Nessas condições, atletas com traço falcêmico podem ficar mais suscetíveis a intercorrências durante o esforço, sobretudo quando fatores como calor, desidratação e sobrecarga física se somam, o que exige monitoramento atento e adoção de medidas preventivas ao longo da atividade. 

— Os principais riscos fisiológicos decorrem da combinação entre hipóxia, acidose metabólica, aumento da temperatura corporal e desidratação durante exercícios de alta intensidade. Esses fatores podem induzir falcização transitória das hemácias mesmo em portadores do traço falcêmico, levando a obstrução microvascular muscular.
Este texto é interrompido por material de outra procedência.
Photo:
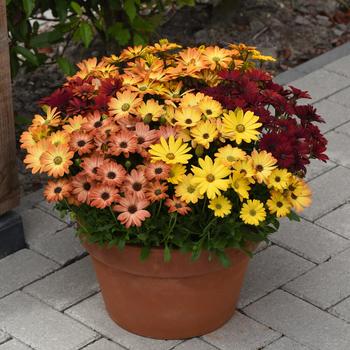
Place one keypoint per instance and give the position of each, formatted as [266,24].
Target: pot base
[176,300]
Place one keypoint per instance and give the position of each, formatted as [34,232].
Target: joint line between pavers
[332,94]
Clinicamente, isso pode resultar em dor muscular intensa, fraqueza súbita, intolerância ao exercício, rabdomiólise e, em casos raros, morte súbita associada ao esforço. Estudos em atletas universitários norte-americanos mostraram aumento importante do risco de morte relacionada ao exercício em portadores de traço falcêmico submetidos a treinamentos extremamente intensos, especialmente em condições ambientais adversas. Por isso, estratégias preventivas como hidratação rigorosa, aclimatação progressiva à altitude, intervalos adequados de recuperação e interrupção imediata do exercício diante de sintomas são fundamentais — seguiu.

Allan, volante do Corinthians (Foto: Heuler Andrey/DiaEsportivo/Folhapress)
Allan, volante do Corinthians (Foto: Heuler Andrey/DiaEsportivo/Folhapress)
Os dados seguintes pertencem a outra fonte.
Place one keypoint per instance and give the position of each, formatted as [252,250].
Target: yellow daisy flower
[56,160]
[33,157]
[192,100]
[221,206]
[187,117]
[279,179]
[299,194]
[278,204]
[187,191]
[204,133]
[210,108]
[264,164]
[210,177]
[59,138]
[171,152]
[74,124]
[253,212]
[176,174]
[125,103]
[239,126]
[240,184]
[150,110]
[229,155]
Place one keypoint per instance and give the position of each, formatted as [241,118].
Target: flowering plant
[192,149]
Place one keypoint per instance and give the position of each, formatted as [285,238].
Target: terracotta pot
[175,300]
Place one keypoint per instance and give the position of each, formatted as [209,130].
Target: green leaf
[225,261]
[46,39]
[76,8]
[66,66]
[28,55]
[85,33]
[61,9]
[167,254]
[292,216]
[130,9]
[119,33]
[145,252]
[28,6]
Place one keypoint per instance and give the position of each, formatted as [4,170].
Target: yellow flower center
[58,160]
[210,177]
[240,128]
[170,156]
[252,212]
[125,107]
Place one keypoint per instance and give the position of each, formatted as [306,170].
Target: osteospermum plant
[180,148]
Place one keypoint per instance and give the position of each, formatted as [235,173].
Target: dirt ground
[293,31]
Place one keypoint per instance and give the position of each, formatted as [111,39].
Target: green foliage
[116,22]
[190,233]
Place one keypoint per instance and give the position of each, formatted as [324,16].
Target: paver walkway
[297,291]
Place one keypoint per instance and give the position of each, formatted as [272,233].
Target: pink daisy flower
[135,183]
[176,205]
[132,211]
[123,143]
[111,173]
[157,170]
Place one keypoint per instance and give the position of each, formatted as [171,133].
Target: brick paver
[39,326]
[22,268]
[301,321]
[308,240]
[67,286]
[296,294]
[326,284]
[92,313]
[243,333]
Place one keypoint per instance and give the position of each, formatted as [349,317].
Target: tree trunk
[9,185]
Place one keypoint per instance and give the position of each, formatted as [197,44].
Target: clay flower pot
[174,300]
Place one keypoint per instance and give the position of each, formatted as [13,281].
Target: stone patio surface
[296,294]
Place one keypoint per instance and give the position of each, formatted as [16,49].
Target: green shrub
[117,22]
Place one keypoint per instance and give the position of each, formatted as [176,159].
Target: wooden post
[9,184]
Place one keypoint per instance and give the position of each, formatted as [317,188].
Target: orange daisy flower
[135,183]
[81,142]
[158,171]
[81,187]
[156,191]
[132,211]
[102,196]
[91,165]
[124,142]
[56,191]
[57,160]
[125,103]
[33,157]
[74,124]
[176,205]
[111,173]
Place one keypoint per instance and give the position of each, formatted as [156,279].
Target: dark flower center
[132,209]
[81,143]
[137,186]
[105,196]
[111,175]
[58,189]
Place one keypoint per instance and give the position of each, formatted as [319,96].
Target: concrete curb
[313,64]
A decisão do afastamento passa por uma análise individual, levando em conta histórico clínico, resposta ao esforço e condições específicas da partida. Em cenários de maior risco, como sintomas prévios, dificuldade de adaptação à altitude ou ausência de monitoramento adequado, a preservação da saúde tende a prevalecer, com medidas mais conservadoras sendo adotadas de forma pontual.

— O afastamento preventivo não deve ser automático apenas pela presença do traço falcêmico. As diretrizes atuais defendem avaliação individualizada e medidas preventivas, evitando discriminação genética. Entretanto, o afastamento temporário pode ser considerado como medida mais segura em cenários específicos, como atletas com sintomas prévios relacionados ao esforço em altitude, episódios anteriores de rabdomiólise, síncope induzida por exercício, dificuldade de aclimatação, presença de desidratação importante, doenças intercorrentes ou quando não há possibilidade de monitoramento adequado durante atividade de alta intensidade. Também pode ser prudente em partidas realizadas em altitudes extremas, especialmente quando o atleta não teve tempo suficiente de adaptação fisiológica ao ambiente hipóxico. O foco atual da medicina esportiva é individualizar risco, monitorar sintomas e implementar protocolos de segurança, e não excluir indiscriminadamente atletas com traço falcêmico da prática esportiva — completou.

Allan pelo Corinthians

O Corinthians anunciou a contratação do volante Allan em fevereiro. O atleta chegou por empréstimo junto ao Flamengo, com opção de compra pré-fixada em 2 milhões de euros (cerca de R$ 12 milhões). 

Até o momento, foram 16 jogos disputados com a camisa do Corinthians.